I shall now examine the challenged grounds of appeal. Ground 1 challenges the finding of the lower Court that the subject matter of the appellant’s claim is debt recovery rooted in simple contract. In the particulars, reference is made to the facts pleaded in the statement of claim and it is contended that a perusal of these facts reveal that there was no obligation on the respondent to pay for products that did not meet its specifications and therefore there was no debt owed to the respondent, In effect, the appellant contends that the lower Court misunderstood the facts of the case. As held by this Court in Nzei v. U.N.N. (2017) 6 NWLR (Pt. 1561) 300 @338 – 339 F – B, a complaint that the Court misunderstood the appellant’s case is a ground of fact or mixed law and fact.
Ground 2 challenges the finding of the lower Court that based on the pleaded facts, the requirements of a valid contract were met. i.e. offer, acceptance, consideration. In Ground 3, it is also contended that the lower Court misconstrued the appellant’s case by focusing on the nature of the alleged contract between the parties rather than the actual reliefs claimed. Having regard to the relevant principles enunciated above, I am in no doubt that Grounds 1, 2 and 3 of the Notice of Appeal are grounds of mixed law and fact, for which the appellant required the leave of this Court or the Court below before filing same, pursuant to Section 233(3) of the 1999 Constitution, as amended. I therefore agree with learned counsel for the respondent that Grounds 1, 2 and 3 are incompetent for failure to obtain the requisite leave of Court. Issue A in the appellant’s brief is predicated on Ground 3, while issue C is predicated on Grounds 1 and 2. Having been predicated upon incompetent grounds of appeal, the said issues A and C are also incompetent. The preliminary objection therefore succeeds in part.
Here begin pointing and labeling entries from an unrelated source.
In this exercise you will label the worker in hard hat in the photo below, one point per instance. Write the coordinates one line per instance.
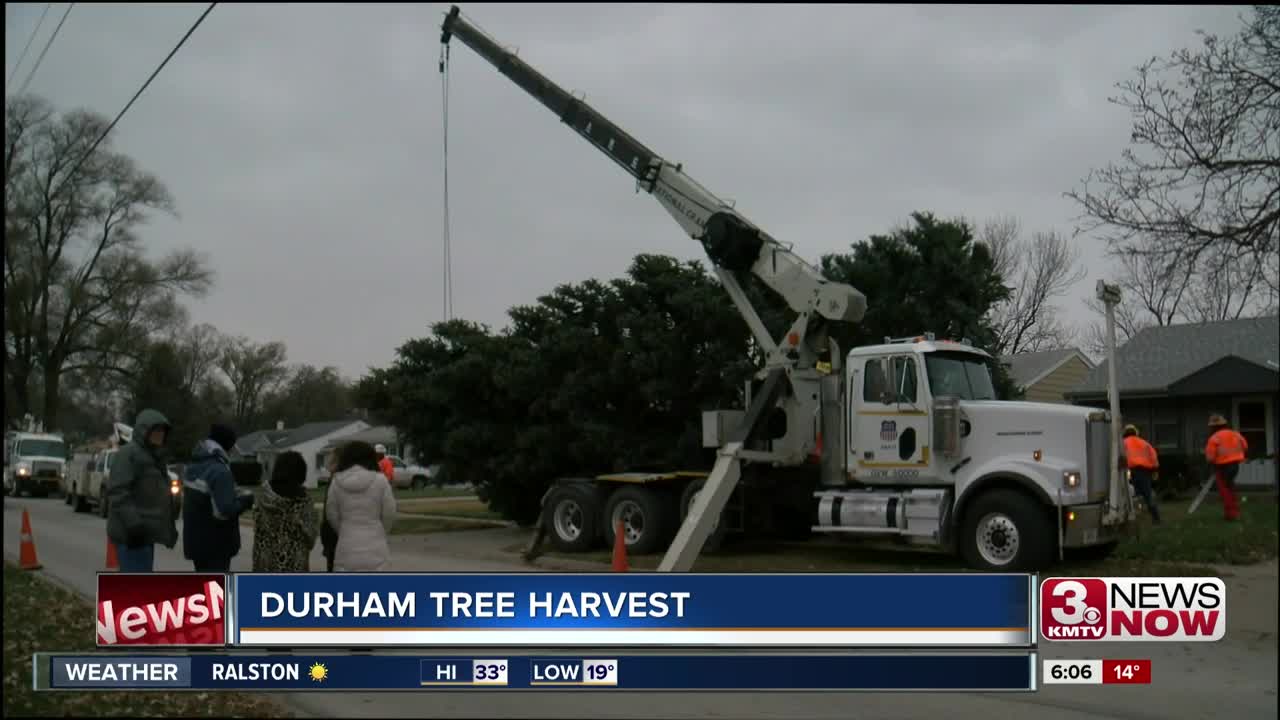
(384, 463)
(1225, 451)
(1143, 461)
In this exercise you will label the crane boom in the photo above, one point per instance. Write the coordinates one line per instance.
(731, 241)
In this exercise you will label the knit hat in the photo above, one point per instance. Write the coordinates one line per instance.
(223, 436)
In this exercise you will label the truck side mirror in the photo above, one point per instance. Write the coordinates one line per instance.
(890, 395)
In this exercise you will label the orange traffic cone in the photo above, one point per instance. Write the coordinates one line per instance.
(27, 550)
(113, 563)
(620, 548)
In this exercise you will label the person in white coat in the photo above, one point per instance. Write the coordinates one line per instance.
(361, 509)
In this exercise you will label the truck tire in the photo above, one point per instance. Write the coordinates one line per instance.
(647, 516)
(716, 538)
(574, 518)
(1009, 532)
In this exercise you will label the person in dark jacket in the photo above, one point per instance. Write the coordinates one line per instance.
(284, 519)
(211, 509)
(140, 510)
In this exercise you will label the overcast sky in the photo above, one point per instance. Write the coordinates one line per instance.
(304, 142)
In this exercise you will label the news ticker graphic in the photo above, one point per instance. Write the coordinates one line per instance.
(165, 609)
(1008, 671)
(631, 610)
(1133, 609)
(1097, 671)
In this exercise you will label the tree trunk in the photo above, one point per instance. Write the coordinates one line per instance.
(53, 379)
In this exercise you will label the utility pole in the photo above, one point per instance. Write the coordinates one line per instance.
(1119, 495)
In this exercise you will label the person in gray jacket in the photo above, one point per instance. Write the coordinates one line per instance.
(140, 510)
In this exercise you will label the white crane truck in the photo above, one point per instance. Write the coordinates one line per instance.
(903, 440)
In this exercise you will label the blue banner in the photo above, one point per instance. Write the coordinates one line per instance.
(671, 673)
(540, 609)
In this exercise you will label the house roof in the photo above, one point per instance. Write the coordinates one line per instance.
(259, 440)
(1157, 358)
(1029, 368)
(384, 434)
(311, 431)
Grounds 1, 2 and 3 of the Notice of Appeal and Issues A and C predicated thereon, are incompetent and accordingly struck out.
The sole issue remaining for the determination of the appeal is issue B, to wit:
“Whether the requirement of pre-action notice as contained in Section 12 of the NNPC Act, 2004 must be incorporated in the contractual relationship between the parties herein before it can be binding and/or that the said Section 12 (2) of the NNPC Act, 2004 is inapplicable to cases of contract.”
Learned counsel for the appellant, in support of this issue, submitted that the service of a pre-action notice on a party before the institution of any action against it, is a mandatory statutory requirement. He contended that it is not a subject of contractual negotiation and is not expected to be incorporated as a term of the contract before it can become applicable. He referred to:
Amadi v. N.N.P.C (2000) FWLR (Pt. 9) 1527 @ 1556 and Nigercare Devt. Co. Ltd. v. Adamawa State Waterboard (2008) ALL FWLR (Pt. 422) 1052. He submitted that once the statute makes provision for pre-action notice, the contracting parties have no choice but to fully comply and that the consequence of non-compliance is that the subsequent proceedings are liable to be nullified.
Relying on the cases of Ibrahim Vs Lawal (2015) ALL FWLR (Pt. 799) 990 @ 1014 and Eboigbe v. N.N.P.C. (1994) 5 NWLR (Pt. 347) 659, he submitted that the mandatory provisions, such as Section 12 (2) of the NNPC Act, 2004 cannot be the subject of a waiver, as the parties are not expected to contract out of it. He referred to the case of NNPC v. Contruzioni Generali Farsura Cogefar SPA (1974) 12 SC 81 @ 200. relied upon by the lower Court and contended that the Court misconceived this Court’s decision in that case. He submitted that the issue in contention in the case was not whether a pre-action notice was incorporated in the contract but whether Section 97(2) of the Ports Act, which provides for pre-action notice, was applicable to cases of contract.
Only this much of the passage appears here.